Finanzminister Hans-Jörg Schelling löste in einem Interview eine Debatte über die Sozialpartnerschaft aus: Er halte wenig von der urösterreichischen Tradition, ließ er in einem Interview mit den "Oberösterreichischen Nachrichten" (OÖN) wissen. "Die Sozialpartnerschaft ist tot. Sie weiß es nur noch nicht", sagte er mit Blick auf das Feilschen der Arbeitgeber- und Arbeitnehmervertreter zu einem neuen Arbeitsmarktpaket, Stichwort Arbeitszeitflexibilisierung.

Am Samstagabend wollen sich Wirtschaftskammer Präsident Christoph Leitl, ÖGB-Präsident Erich Foglar und Arbeiterkammer-Präsident Rudolf Kaske zu vertraulichen Gesprächen zu Arbeitszeit und Mindestlohn treffen. Sollten die Sozialpartner bis Ende Juni keine Einigung erzielen, dann will die Bundesregierung das Zepter in die Hand nehmen - so sieht es zumindest das Arbeitsprogramm der Regierung vor, das allerdings schon in einigen anderen Bereichen im zeitlichen Verzug ist.

"Ich erwarte, dass die Sozialpartner so wie in den vergangenen 25 Jahren keine Lösung zustande bringen", brachte Schelling im Interview seine Skepsis zum Ausdruck.
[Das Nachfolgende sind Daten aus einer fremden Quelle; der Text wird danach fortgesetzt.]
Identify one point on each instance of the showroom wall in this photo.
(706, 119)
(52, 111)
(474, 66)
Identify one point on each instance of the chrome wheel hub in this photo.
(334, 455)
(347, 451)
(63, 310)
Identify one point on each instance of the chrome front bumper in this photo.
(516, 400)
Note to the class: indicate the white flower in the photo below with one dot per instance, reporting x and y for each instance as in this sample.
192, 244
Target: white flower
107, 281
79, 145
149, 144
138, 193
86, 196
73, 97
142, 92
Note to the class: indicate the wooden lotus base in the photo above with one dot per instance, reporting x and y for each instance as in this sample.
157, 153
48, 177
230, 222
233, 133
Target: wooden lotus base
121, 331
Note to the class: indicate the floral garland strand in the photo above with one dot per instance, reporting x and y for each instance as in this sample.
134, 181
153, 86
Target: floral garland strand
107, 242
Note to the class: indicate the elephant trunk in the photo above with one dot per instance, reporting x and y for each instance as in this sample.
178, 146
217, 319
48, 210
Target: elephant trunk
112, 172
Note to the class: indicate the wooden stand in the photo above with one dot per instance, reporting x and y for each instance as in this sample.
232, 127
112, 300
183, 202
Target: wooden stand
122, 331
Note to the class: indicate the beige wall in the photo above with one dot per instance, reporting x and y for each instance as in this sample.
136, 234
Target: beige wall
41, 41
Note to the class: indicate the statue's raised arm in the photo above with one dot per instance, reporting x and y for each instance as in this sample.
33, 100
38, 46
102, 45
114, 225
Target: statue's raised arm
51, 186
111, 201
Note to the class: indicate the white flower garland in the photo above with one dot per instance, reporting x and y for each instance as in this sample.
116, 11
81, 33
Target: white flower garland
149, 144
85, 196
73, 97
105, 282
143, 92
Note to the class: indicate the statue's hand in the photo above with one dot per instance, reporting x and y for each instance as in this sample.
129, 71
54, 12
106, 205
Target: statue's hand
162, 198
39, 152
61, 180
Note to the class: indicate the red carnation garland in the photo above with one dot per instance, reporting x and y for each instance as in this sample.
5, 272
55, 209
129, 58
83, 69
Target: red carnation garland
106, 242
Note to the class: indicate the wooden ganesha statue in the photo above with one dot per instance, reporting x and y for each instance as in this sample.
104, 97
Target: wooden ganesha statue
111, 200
Man müsse eine Standortpartnerschaft bilden, die berücksichtigt, dass es nicht mehr um Klassenkampf gehe, meinte der Finanzminister.

Sozialpartner wehren sich

Die Sozialpartner hatten vor dem Treffen am Samstag eine Retourkutsche parat: "Das Ende von Spitzenpolitikern ist absehbarer, als ein mögliches Ende der Sozialpartnerschaft, die seit 70 Jahren lebt", sagte Kaske ohne Schelling namentlich zu nennen gegenüber der APA.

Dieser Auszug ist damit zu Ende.